In his opening remarks at the event, U.S. Treasury Secretary Tim Geithner cited three areas where the Administration is currently helping small businesses. Unfortunately, these efforts are falling short because they are so miniscule, targeted or temporary. They are not making much of a difference for America's entrepreneurs.
Secretary Geithner mentioned the Administration's efforts focused on tax relief, as well as a zero capital gains tax rate and a new small business lending fund. However, these initiatives amount to a drop in the bucket or miss the mark in terms of helping the broader small business community.
For example, the temporary zero capital gains tax rate only applies to small C corporations. Most small businesses are not structured as C corporations.

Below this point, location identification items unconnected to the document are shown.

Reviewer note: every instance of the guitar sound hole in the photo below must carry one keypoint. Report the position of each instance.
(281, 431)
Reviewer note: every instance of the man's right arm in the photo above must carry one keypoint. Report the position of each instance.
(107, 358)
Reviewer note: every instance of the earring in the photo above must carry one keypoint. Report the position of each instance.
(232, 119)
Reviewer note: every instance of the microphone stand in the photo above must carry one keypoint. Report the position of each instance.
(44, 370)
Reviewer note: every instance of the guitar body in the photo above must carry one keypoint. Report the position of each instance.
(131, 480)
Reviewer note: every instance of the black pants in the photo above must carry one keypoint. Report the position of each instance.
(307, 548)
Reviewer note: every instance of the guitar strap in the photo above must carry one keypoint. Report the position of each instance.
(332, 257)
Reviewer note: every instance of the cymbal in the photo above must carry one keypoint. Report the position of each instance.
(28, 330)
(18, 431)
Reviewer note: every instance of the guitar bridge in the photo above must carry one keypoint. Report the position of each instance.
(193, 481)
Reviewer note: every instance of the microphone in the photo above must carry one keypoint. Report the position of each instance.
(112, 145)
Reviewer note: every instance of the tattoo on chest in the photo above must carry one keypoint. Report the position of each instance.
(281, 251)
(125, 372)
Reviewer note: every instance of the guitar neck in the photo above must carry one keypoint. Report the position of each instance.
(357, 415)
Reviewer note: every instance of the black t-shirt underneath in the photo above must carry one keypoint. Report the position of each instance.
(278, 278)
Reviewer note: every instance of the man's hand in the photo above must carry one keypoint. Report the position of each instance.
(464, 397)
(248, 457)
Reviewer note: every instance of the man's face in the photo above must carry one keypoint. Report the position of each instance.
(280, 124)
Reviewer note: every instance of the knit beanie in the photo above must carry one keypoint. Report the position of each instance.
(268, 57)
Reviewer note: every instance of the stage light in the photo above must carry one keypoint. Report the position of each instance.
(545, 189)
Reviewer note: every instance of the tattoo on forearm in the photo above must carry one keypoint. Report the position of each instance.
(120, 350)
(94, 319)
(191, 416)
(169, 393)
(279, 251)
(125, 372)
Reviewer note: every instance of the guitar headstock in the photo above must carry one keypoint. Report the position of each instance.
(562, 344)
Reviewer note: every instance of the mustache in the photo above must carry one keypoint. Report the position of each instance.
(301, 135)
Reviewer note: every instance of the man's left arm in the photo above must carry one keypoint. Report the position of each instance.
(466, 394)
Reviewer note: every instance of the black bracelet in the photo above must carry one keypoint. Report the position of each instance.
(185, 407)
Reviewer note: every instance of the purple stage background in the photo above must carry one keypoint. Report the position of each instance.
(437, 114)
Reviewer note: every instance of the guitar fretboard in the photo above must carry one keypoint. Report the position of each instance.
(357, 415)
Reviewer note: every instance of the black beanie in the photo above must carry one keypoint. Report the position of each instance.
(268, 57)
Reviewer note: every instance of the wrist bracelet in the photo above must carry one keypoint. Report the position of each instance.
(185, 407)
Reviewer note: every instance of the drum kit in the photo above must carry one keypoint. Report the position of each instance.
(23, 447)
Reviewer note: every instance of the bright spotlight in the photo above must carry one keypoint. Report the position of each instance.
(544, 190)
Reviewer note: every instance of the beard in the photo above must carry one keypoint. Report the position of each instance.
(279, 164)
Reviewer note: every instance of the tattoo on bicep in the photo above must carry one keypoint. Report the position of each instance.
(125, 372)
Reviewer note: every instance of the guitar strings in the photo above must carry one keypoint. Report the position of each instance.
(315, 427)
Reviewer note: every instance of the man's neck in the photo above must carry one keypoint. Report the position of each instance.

The small business lending fund is just getting off the ground, and appears to be much smaller than the $30 billion that was originally slated for distribution. Apparently, most community banks are not participating in the program because they fear the rules will change mid-game (like they did with the $700 billion bail-out program), and there's a stigma attached to taking government money. Many community banks don't need the government's money -- they only need for economic conditions to improve and for regulators to stop breathing down their necks.
Regarding tax relief, the temporary nature of the provisions continue to drive uncertainty. If Congress and the Administration made these tax provisions permanent, confidence would increase and the economy would strengthen.
As for other solutions that will be discussed, Geithner seemed to bemoan the fact that IPO activity is anemic with U.S. companies going abroad to go public. The cost of going (and remaining) public in the U.S. is prohibitive thanks to Sarbanes-Oxley. The new Dodd-Frank bill, once fully implemented, will be yet another drag on the availability and cost of capital.
It will be interesting to see if the conference produces any good ideas. The bottom line is that government is at the center of the problem -- one hopes that attendees at the conference recognize this, and offer reform solutions.